Written by Riccardo Bellini

During my exchange experience in Santa Barbara, unfortunately back in 2013, I was continuously impressed by the green culture that flowed in almost any student of the University. Thinking about it, if you consider that the campus is sited between the shore and ocean on one side, and hills on the other side, resulting in an astonishing landscape wherever you turn your eyes, you must be mad not to take care of this piece of heaven.

However, green culture and awareness of the risks your land is always facing are just fancy talking if real policies are not implemented to enforce the vision of a sustainable future. Therefore, in 2012 the zero waste committee was formed to achieve the ambitious goal of a zero waste campus by 2020. 
Before analyzing the interesting steps forward that were taken these years, I must premise one thing. UCSB was the perfect place where to try this, not just because of the abovementioned culture (for instance, any kind of fuel-based vehicle is forbidden, everyone just moves through the campus by bike, rollerblades or skateboard), but also thanks to the UCSB environmental studies and engineering departments that are among the best in the country. 

The key elements of the program are set around three pillars: food, books, residual.


All pre and post-consumer food waste in all campus dining commons are composted.
Compostable plates, cups, and cutlery are used as the standard for all catering events and housing and residential Services.
Post consumption composting bins are available to the public in six locations on campus, near major food service locations.


The bags given out at the UCSB Bookstore are made of compostable materials. 
Advanced platform and tools to exchange used books (made easier by the high costs of new books). 


Centralized indoor co-mingled recycling bins have been located in 111 spots on campus (21.000 students, so 1 bin per 190 students).
Plastic bags are not given out at stores on campus unless a bag is specifically requested by the customer.

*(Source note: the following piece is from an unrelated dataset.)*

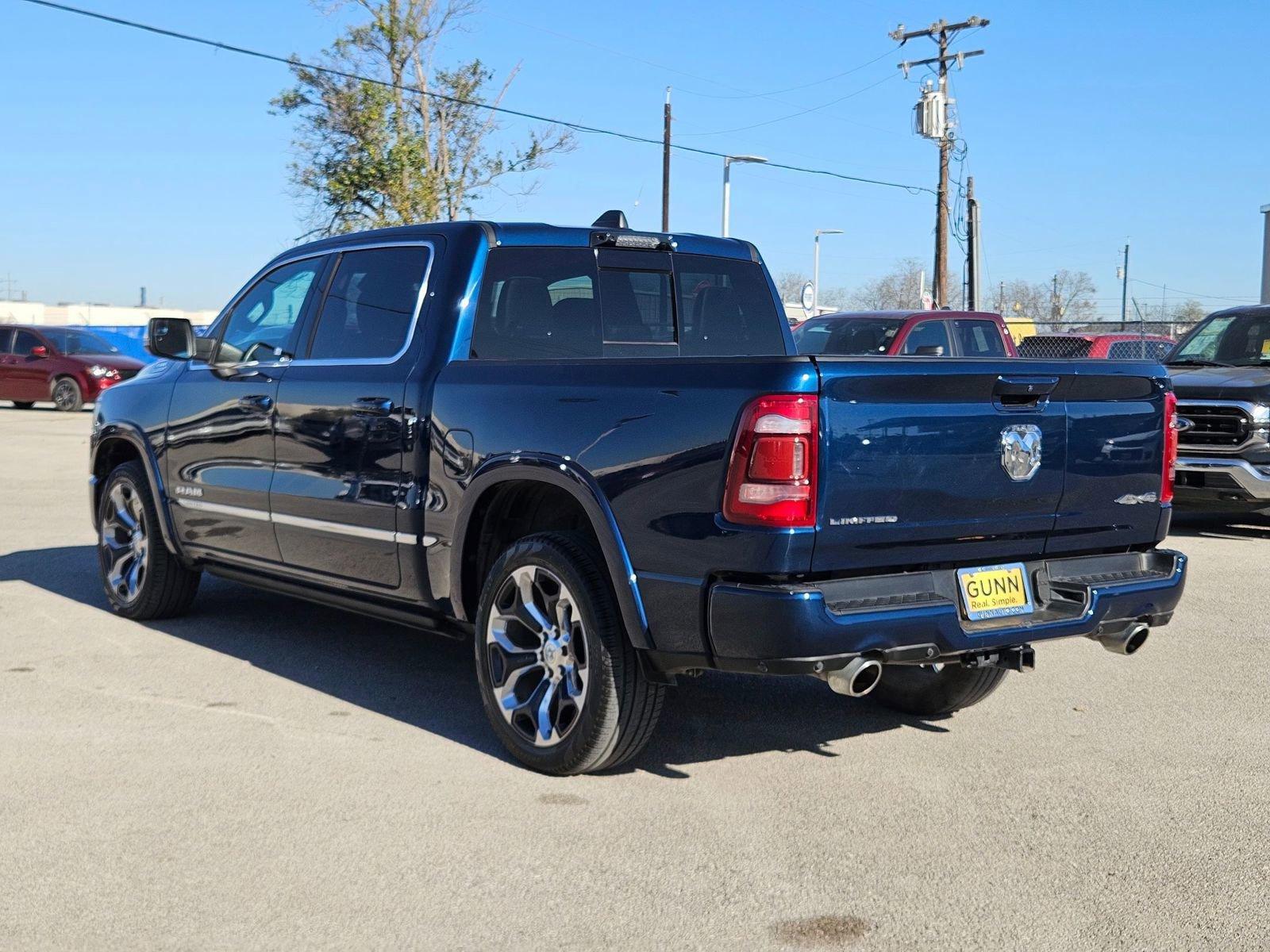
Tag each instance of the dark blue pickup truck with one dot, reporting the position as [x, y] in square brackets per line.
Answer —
[597, 454]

These are just the main parts, in terms of materiality, of the program, but there are many more projects ongoing that haven’t been mentioned (by now, the waste diversion rate is over 75%). Another interesting fact is that the campus has been able not just to prevent waste production and to divert waste production from landfills, but also to create real industrial alike (obviously on a minor scale) facilities on campus to compost and recycle. This was clearly feasible thanks to the engineering department and the funds assigned to it.